しかし後ろを歩き付いて行く私と智喜君に会話はない。
何か会話しないとだめだよね……って思い話しかけようと顔を向けた直後、智喜君が何かを鞄から取り出し私に渡した。
「……? これはノート? これを見ればいいの?」
私の質問に智喜君は無言で頷いた。
歩いている人の邪魔にならない位置まで移動すると言われるがまま、私は渡されたノートのページを開く。
そこには前に見た漫画とは違う内容の漫画が描かれていた。
「……主人公は男の子、この子がヒロインかな?」
私の言葉に智喜君は無言で頷く。
それを確認した私はノートのページをゆっくりと開いて行く。
その内容は一人の男の子がある日出会った女の子に一目惚れし、片思いから始まる恋愛物だった。
ヒロインと言った女の子の外見は茶色のロングの髪、片方の目の下には泣きぼくろ。
主人公である男の子に優しく手を伸ばしたりと名も無きキャラクター達とは違い常に男の子に対し笑顔を浮かべていた。
そして男の子の告白で幕を下ろす……。
しかしその次のページは無く、ヒロインの子からの返事は描かれていなかった。
「これは……ここで終わりなの? 続きはまた描いたりするのかな?」
「描ければいいなぁ」
少し寂しそうに答える智喜君に私は少し首を傾げながらノートを渡しながら思ったことを言った。

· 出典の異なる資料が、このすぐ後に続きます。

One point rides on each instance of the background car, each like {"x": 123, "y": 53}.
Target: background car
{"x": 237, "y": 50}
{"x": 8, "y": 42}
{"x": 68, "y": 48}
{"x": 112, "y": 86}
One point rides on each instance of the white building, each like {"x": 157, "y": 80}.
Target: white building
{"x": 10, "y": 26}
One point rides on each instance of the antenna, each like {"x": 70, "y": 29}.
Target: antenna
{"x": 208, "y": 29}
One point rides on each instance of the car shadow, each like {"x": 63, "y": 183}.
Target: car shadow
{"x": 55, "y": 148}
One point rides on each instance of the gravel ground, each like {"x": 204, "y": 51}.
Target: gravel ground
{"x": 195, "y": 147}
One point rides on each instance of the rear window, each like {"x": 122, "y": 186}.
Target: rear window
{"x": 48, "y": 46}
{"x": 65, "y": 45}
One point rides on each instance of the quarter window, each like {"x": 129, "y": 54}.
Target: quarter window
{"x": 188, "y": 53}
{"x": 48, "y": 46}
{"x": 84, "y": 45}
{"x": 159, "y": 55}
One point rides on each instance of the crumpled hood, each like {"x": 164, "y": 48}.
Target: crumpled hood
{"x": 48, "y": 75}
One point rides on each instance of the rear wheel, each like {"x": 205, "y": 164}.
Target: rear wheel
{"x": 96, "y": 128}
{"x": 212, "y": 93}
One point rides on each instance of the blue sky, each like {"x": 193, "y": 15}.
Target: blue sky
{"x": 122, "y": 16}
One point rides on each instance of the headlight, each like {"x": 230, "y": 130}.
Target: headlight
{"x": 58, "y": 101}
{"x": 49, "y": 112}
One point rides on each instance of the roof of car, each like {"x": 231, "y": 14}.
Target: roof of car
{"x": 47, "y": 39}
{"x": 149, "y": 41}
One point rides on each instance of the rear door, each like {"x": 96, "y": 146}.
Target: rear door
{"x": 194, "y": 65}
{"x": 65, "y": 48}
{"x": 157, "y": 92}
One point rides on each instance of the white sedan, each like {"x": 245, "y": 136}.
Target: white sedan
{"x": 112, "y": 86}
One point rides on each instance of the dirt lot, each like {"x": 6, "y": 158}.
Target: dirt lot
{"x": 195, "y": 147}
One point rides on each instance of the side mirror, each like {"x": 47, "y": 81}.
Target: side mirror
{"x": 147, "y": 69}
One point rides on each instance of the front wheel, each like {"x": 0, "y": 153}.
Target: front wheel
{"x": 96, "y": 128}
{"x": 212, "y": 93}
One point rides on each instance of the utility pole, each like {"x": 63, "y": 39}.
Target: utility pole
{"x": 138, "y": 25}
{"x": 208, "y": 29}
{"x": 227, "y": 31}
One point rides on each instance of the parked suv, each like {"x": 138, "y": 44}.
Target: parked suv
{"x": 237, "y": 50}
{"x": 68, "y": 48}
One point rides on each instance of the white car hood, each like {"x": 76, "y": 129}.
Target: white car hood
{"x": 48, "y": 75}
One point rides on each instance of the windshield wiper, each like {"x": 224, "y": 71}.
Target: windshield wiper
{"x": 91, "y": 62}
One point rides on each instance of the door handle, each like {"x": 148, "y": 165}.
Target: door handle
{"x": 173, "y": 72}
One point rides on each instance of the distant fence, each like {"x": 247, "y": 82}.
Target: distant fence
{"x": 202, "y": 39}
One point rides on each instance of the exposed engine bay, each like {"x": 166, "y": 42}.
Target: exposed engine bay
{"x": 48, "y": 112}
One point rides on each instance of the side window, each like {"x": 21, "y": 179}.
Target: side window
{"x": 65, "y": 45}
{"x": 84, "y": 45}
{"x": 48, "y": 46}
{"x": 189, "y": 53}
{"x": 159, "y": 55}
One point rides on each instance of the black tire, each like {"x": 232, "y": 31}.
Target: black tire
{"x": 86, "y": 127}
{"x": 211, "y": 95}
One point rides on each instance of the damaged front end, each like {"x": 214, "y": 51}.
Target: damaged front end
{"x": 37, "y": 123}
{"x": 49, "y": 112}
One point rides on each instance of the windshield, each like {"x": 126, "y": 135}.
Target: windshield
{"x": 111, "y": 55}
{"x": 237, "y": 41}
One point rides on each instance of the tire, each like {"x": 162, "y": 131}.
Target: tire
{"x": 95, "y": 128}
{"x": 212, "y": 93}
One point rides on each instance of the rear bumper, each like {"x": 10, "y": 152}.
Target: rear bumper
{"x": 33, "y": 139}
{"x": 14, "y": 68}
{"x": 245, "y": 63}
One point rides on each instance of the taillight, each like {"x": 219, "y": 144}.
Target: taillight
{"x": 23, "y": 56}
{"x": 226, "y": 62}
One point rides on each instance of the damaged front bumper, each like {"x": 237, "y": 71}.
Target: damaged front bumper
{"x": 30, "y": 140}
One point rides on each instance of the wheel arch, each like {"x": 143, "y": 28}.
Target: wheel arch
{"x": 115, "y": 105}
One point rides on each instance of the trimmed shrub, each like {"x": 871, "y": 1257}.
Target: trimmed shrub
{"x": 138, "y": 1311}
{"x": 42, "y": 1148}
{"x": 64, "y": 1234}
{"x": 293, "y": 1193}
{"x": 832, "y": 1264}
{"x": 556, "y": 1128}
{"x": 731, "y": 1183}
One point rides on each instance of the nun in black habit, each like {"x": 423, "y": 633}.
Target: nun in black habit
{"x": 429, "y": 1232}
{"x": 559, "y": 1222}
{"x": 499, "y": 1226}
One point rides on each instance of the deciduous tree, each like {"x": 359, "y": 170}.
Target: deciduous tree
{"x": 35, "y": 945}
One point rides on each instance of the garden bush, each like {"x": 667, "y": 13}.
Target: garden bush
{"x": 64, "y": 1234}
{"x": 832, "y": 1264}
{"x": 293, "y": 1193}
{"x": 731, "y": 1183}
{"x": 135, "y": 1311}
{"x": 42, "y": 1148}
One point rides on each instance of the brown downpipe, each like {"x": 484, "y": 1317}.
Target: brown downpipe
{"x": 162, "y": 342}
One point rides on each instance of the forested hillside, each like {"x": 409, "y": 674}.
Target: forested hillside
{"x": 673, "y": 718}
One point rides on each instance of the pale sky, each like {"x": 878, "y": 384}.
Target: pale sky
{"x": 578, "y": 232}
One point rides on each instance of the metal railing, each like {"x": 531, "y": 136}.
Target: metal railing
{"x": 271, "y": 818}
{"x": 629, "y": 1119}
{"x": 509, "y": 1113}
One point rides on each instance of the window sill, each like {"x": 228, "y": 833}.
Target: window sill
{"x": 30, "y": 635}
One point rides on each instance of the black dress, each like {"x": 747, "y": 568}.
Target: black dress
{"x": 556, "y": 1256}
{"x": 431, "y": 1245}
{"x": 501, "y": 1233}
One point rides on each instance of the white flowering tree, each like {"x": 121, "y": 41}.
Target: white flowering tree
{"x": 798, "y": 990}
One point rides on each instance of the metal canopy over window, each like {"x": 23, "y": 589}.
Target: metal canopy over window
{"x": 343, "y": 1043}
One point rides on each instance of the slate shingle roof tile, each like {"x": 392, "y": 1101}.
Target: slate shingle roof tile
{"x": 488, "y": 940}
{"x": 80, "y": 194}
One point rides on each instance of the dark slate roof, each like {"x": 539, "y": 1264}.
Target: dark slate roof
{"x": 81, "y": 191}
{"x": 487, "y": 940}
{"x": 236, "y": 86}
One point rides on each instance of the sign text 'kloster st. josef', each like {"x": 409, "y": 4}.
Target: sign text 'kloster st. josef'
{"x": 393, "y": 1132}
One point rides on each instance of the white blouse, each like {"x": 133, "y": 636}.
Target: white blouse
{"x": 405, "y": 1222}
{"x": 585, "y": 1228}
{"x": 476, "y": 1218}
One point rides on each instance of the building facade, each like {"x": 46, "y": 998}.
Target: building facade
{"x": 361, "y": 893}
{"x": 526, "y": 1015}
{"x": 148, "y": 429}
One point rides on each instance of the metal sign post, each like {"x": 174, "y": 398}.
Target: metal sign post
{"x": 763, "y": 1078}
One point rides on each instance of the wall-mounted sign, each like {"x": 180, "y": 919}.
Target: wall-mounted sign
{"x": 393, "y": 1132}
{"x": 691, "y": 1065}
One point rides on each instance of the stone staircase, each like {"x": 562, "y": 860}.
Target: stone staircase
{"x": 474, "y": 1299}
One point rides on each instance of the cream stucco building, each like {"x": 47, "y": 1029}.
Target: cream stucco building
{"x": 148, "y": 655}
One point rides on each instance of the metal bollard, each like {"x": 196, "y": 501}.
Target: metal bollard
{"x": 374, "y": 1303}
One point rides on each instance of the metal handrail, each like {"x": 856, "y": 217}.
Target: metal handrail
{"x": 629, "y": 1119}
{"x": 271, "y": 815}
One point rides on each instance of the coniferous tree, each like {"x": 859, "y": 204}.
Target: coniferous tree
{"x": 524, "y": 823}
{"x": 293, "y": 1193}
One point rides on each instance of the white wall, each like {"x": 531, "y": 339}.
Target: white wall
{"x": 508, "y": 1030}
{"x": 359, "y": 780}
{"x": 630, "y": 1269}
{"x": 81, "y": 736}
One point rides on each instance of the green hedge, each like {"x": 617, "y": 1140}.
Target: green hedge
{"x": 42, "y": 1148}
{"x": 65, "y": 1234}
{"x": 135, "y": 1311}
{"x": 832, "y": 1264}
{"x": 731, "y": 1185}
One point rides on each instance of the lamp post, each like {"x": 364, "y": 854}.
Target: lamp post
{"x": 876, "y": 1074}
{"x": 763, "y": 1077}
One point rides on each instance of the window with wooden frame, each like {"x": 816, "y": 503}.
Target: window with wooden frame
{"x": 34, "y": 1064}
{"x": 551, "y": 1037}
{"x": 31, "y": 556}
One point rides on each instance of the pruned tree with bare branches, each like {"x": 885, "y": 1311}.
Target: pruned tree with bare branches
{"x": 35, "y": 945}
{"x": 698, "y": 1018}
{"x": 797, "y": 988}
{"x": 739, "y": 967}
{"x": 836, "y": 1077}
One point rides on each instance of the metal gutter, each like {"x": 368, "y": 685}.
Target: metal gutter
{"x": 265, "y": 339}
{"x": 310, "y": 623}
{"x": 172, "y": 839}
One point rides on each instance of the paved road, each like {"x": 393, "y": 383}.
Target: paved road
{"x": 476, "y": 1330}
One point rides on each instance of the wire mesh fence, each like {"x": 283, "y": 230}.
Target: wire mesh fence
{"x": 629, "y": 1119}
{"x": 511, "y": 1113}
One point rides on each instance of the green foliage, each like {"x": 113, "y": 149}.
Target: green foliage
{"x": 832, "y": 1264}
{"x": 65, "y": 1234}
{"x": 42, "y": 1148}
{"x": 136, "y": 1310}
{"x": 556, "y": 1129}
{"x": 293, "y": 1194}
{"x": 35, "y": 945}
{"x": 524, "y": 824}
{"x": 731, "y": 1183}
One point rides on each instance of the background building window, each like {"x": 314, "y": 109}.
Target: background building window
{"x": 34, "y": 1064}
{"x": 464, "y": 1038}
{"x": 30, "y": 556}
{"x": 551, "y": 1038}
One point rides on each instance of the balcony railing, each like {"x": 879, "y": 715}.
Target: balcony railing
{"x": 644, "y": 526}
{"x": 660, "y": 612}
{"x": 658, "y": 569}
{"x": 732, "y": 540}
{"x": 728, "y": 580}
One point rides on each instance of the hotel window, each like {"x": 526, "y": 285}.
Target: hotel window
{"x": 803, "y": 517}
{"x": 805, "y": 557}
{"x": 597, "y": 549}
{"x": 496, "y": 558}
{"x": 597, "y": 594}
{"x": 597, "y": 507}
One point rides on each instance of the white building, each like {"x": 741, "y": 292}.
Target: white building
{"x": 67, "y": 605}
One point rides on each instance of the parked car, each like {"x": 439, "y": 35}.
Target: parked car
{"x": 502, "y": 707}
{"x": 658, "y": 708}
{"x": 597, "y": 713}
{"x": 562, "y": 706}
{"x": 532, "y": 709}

「こんなに絵とお話が上手なら賞? に応募したらいいのに」
それに智喜君はノートを大事そうに抱えながら私の眼を見て言った。
「賞を……新人賞を……取ったら……そ、その……あ、あの……」
「新人賞? あ、漫画の? もしも取ったら? そうだねぇ……今度は私が何かお祝いしてあげるね!」
何かを言いたそうな言葉を勝手に解釈した私は笑顔でそう答えた。
すると智喜君は嬉しそうに頷き、ノートを鞄にしまうとデパートに向かい歩いて行った。
それを追いかけ私と三人は一緒にデパートで食事と買い物をして別れた。